Of course, now that I have taken his change in such a direct and brilliant, cunning manner, he must declare war between us. The little change I took from him is, I am sure, all he had
until the arrival of his cheque. I'll bet he is like me — we watch for the mail delivery and hope for that manila envelope with recyclable paper on the outside and vanishing degradable crumbs on the inside. And the reason he pulled out those fragments of change to show me was because he was seduced by the idea of having a bigger coin — a unified monotheistic empire is better than minuscule slivers that never cease to giggle and laugh in his hollow pockets, constantly reminding him what a destitute financial thinker he is. So I played the oldest trick in the book; I took him by surprise. He must have been disoriented. I caught him on the defensive, when he was busy convincing himself that he really had an appointment with some governmental official. The officials, of course, would love to consult him on the distribution of wealth, equity, and the establishment of an egalitarian society. He is in total denial that he is just like me — the scum of the earth in this capitalist endeavour. I'll bet he thought that, coming from Algeria and having lived and studied in Paris, his
vocabulaire parisien
would open every door for him in this town. Oh yes, baby! Those locals would just empty their desks and give you
le plus grand bureau
to smoke in, and you could gaze from the large window at the falling snow, you could arrive late to work and smile at the security guard, who would greet you with a
Bonjour, Monsieur
, and have a small lunch at the bistro down the street where the chef, Jacques, and everyone else, would recognize you, and naturally,
mon vieux
, everyone would be eager to discuss world politics and women with you, and then you would come back to your mahogany desk and make a few phone calls,
un apéritif
between
séances
, and in the evening you
would get your circumcised Muslim dick sucked by those ex-Catholics, and smoke a last cigarette in bed, and in the morning a croissant would hover like a holy crescent at the break of dawn, announcing another day of jubilation and bliss.
Et voilà! La belle vie! La belle province!

Now I was more determined than ever to find a way to that faux government consultant's shithole of a residence and consult his drawers, his fridge, his glasses, and merge his shoes into one company, and maybe lay off a few excess operatives. The professor got to the welfare window before me, but he was arguing and pulling papers from an envelope. My transaction was straightforward. I handed the man my slips, signed here, here, and there, waited for the sound of the wooden stamp, and left. On my way out, I saw the professor still waiting, pacing back and forth, pretending to be busy, trying to be somewhere between the welfare line and his imaginary appointment. I decided to cross the street, find myself a corner, squeeze myself into it, and wait.
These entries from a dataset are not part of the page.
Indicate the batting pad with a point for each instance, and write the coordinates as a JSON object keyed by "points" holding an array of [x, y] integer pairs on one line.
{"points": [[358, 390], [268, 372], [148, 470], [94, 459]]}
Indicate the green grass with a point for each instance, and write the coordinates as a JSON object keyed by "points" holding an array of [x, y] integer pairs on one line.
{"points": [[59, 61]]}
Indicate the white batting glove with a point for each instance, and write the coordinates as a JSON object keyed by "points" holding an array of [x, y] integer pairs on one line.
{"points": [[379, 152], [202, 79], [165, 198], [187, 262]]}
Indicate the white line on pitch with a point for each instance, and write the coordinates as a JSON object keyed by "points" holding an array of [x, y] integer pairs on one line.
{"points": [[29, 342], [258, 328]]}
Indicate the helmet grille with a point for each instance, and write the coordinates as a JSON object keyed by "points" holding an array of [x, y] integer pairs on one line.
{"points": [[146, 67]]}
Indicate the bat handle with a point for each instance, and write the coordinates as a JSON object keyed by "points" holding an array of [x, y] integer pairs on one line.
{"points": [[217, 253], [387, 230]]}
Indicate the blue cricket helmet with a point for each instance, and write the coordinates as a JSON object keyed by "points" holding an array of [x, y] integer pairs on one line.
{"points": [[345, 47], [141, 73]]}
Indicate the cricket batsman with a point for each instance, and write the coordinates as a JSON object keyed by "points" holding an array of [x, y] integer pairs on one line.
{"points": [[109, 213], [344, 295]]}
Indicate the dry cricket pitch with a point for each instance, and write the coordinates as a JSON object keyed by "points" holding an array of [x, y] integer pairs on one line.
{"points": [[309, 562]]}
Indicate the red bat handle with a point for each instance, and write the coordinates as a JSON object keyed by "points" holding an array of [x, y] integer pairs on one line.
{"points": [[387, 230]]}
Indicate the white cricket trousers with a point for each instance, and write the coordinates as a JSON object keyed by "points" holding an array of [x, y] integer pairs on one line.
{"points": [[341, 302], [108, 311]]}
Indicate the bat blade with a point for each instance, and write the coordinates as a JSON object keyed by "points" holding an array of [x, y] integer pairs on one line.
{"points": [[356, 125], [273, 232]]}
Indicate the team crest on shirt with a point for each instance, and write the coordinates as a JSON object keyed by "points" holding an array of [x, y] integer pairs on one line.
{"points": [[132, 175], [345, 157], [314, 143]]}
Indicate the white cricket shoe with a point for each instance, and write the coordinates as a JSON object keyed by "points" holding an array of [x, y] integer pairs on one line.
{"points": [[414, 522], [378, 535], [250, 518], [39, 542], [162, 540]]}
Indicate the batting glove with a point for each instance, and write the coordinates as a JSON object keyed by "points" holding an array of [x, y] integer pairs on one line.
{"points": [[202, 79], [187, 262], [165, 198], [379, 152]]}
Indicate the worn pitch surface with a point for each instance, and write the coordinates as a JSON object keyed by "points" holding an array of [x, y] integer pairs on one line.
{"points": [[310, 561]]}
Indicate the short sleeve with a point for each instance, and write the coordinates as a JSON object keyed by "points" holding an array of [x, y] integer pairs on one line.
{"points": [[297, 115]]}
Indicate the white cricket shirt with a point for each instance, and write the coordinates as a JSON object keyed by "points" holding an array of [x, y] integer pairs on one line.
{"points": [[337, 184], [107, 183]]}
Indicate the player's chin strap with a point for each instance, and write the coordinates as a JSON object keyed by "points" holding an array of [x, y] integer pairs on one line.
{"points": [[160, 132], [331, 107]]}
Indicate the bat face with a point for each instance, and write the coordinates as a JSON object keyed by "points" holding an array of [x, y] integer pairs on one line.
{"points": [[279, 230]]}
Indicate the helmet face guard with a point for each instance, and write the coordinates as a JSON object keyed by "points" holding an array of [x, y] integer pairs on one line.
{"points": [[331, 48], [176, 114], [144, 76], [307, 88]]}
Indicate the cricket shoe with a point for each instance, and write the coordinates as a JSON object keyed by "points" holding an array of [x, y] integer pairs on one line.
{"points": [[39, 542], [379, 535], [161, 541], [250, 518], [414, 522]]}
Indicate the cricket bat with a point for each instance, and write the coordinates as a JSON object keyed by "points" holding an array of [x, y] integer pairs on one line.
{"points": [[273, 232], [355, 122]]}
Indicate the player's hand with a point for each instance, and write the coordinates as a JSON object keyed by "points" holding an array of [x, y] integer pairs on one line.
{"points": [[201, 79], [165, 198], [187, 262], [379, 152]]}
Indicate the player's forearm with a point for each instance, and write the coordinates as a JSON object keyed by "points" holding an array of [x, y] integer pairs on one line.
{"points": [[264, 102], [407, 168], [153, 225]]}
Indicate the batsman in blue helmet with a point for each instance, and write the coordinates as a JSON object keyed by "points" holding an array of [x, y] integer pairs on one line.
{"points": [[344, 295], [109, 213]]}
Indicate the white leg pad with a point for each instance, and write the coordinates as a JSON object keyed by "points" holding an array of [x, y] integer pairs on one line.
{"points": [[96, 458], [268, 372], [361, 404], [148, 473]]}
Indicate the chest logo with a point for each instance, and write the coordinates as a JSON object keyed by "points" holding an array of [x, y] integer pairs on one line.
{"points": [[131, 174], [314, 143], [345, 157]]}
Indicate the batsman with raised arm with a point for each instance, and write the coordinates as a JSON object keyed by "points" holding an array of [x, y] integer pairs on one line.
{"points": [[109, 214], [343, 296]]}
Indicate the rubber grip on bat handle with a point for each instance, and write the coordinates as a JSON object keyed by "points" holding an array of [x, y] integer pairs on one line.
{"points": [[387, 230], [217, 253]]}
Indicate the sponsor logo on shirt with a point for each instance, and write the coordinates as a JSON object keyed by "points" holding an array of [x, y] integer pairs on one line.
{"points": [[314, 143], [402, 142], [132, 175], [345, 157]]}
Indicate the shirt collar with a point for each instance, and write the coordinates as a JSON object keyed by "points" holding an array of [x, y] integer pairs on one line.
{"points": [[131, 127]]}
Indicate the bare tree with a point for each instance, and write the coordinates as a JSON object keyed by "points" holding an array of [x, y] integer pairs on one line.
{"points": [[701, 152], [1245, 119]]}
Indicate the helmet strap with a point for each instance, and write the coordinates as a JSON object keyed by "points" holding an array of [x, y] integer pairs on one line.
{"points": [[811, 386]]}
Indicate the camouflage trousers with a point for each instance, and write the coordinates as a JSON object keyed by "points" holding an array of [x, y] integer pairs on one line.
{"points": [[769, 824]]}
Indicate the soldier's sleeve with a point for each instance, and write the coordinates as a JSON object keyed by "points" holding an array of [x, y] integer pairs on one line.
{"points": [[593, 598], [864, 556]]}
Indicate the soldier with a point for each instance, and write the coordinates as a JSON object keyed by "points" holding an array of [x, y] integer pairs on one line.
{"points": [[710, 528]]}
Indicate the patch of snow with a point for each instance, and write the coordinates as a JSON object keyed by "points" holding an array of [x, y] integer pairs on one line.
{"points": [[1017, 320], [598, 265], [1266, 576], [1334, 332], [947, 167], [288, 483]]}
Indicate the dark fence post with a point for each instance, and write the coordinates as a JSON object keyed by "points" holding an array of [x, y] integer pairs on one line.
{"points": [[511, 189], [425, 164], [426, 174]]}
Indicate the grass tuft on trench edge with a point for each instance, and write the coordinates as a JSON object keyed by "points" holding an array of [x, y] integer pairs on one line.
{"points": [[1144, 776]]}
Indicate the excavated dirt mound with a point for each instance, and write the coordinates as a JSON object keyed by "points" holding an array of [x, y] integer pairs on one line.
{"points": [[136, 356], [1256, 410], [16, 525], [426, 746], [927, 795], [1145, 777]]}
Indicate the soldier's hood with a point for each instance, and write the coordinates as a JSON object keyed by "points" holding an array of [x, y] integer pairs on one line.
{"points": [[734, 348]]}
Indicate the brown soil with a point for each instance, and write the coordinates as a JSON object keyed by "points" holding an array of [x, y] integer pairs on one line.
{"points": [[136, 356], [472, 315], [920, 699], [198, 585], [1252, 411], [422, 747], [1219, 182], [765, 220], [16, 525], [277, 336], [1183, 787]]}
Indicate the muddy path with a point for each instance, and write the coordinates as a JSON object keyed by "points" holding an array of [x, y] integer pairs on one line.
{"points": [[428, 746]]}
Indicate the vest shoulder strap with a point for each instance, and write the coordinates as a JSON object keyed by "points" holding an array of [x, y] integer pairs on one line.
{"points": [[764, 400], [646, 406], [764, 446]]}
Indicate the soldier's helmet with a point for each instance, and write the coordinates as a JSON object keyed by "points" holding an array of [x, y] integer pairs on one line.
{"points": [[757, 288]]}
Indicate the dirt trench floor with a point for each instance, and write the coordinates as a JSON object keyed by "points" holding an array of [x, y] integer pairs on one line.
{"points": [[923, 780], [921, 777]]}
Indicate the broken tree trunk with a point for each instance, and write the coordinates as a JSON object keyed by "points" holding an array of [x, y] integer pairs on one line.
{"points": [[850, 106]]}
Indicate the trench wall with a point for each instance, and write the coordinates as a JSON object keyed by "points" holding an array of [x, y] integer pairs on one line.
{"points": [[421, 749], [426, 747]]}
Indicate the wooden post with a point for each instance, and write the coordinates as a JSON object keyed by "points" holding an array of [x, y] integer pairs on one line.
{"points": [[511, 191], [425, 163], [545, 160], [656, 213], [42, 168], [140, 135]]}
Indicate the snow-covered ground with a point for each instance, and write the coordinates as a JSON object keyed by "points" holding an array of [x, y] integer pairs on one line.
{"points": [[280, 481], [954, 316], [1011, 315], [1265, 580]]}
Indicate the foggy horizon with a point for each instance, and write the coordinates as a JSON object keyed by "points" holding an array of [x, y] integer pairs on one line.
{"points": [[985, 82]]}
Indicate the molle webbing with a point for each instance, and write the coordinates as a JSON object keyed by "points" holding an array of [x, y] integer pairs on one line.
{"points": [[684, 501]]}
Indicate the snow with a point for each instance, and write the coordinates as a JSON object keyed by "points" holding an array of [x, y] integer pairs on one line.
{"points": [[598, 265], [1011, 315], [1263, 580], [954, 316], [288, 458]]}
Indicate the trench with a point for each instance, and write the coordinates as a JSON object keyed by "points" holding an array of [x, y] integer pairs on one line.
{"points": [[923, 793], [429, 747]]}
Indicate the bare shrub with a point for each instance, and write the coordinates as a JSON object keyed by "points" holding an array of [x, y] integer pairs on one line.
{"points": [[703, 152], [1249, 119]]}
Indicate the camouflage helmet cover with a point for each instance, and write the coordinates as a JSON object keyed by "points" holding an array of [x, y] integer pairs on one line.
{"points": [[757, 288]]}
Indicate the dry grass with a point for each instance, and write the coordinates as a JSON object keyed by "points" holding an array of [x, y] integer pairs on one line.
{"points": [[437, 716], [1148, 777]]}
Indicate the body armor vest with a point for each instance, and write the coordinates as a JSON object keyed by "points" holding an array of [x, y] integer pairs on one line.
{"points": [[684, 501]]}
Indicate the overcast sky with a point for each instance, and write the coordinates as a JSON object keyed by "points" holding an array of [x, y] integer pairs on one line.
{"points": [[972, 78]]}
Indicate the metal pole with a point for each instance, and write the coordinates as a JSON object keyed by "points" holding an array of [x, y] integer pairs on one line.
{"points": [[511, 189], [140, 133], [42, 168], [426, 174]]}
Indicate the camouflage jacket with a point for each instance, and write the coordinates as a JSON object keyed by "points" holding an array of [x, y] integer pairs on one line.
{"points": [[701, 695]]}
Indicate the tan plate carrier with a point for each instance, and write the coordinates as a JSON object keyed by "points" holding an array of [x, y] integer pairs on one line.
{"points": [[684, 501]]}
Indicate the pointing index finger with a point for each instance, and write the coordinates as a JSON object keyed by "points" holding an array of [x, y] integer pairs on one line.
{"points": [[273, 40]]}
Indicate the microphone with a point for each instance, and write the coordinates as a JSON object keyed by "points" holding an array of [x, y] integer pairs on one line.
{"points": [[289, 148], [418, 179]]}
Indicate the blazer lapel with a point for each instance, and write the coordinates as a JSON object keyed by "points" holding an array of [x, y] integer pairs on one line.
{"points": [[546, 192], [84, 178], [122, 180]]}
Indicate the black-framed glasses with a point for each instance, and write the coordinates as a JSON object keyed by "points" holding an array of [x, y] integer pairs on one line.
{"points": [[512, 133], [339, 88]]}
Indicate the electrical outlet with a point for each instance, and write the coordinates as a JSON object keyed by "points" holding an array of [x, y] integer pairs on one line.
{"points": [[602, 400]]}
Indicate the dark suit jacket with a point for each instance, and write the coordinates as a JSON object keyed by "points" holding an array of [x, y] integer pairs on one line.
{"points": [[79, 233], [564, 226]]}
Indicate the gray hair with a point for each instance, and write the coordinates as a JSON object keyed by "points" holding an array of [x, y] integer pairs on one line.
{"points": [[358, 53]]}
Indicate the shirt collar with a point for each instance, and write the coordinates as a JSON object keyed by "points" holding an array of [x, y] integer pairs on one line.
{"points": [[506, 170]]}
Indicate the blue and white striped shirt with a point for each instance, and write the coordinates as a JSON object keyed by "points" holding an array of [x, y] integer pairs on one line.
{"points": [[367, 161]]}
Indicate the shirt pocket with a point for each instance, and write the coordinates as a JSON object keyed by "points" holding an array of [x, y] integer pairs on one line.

Eventually the professor stood at the door of the welfare office, looked left and right, then walked east. I crouched and put my feet and palms on the ground and let him pass. He walked by in a hurry, and his long coat and his hat gave him the look of an Eastern European spy. I gave him a distance of a few blocks, then followed him. I crawled through and beneath car fenders and hopped above dirty batches of snow and under car tires. At one point the professor stopped and turned back, and I dug into the snow and hid behind a discarded
TV
on the sidewalk. Its two antennae sprang out of my head like whiskers. One had an advantage being at a low angle like that,
close to earth and invisible, I thought; imagine living all your life close to the crust of the ground. When the professor pulled out his long chain of keys, I felt as if I could jump and fly from joy. Just as I thought! He lived in a semi-basement, with a side entrance that led to the kitchen of an old Portuguese lady; he lived in a dark ground-hole. That was all I needed to know. I would take care of him later.